Craig, who is a partner in the Cromwell-based Hunter and Craig Building and Design, rallied his community and other tradies to build the container houses.

"Originally we were aiming for $70,000 but we got to $100,000 after we received a Placemakers grant," he says. "We were pretty stoked at the result."

Craig was nominated for the ASB award by Ian Gare of Alexandra. They have known each other for about eight years through their business dealings and Gare says Craig is a "very down-to-earth and humble man who never expects anything in return. He's absolutely selfless and doesn't do any of this for the kudos."

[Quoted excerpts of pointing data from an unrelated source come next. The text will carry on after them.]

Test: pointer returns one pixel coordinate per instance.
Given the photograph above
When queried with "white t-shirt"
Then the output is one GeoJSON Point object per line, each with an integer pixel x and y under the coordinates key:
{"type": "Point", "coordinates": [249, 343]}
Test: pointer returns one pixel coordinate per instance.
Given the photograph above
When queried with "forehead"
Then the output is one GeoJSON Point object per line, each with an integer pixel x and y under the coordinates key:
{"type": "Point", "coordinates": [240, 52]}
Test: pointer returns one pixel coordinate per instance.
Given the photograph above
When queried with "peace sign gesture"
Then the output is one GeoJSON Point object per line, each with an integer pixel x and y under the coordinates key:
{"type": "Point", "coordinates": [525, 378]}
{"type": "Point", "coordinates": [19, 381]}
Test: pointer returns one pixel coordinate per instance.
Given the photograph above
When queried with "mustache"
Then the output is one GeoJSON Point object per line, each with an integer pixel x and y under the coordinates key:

The Finch project is not the only one Craig has worked on: Six years ago, together with a team of volunteers, he undertook "Operation Owen" to construct a purpose-built home for Jodie and Terry Owen whose two daughters (aged eight and four at the time) had cerebellar ataxia, a condition affecting their co-ordination and balance.

"We do quite a bit of this," he says. "Most of it is in my spare time although I'm lucky I've got the business to a point where I can take a few hours here and there. It does come back to us, so I suppose you could say it is an investment."

"Derek is an incredibly driven and generous man, with a passion for offering practical help where he sees a need," says ASB South Island regional manager Martin Gay. "We're delighted to give him an ASB Good as Gold award so he can take some well-deserved time out with his family."

Craig has decided on a holiday in Fiji for his partner Hana and children Billie-Rose (12), Charlie (8) and Daisy (6) where they will spend 10 days in September.

"It's big ups to my kids too," he says. "They give up time with me while I'm on these projects and hopefully I can teach them something so some of it will rub off on them. They do see the results, I guess that's a lesson for them."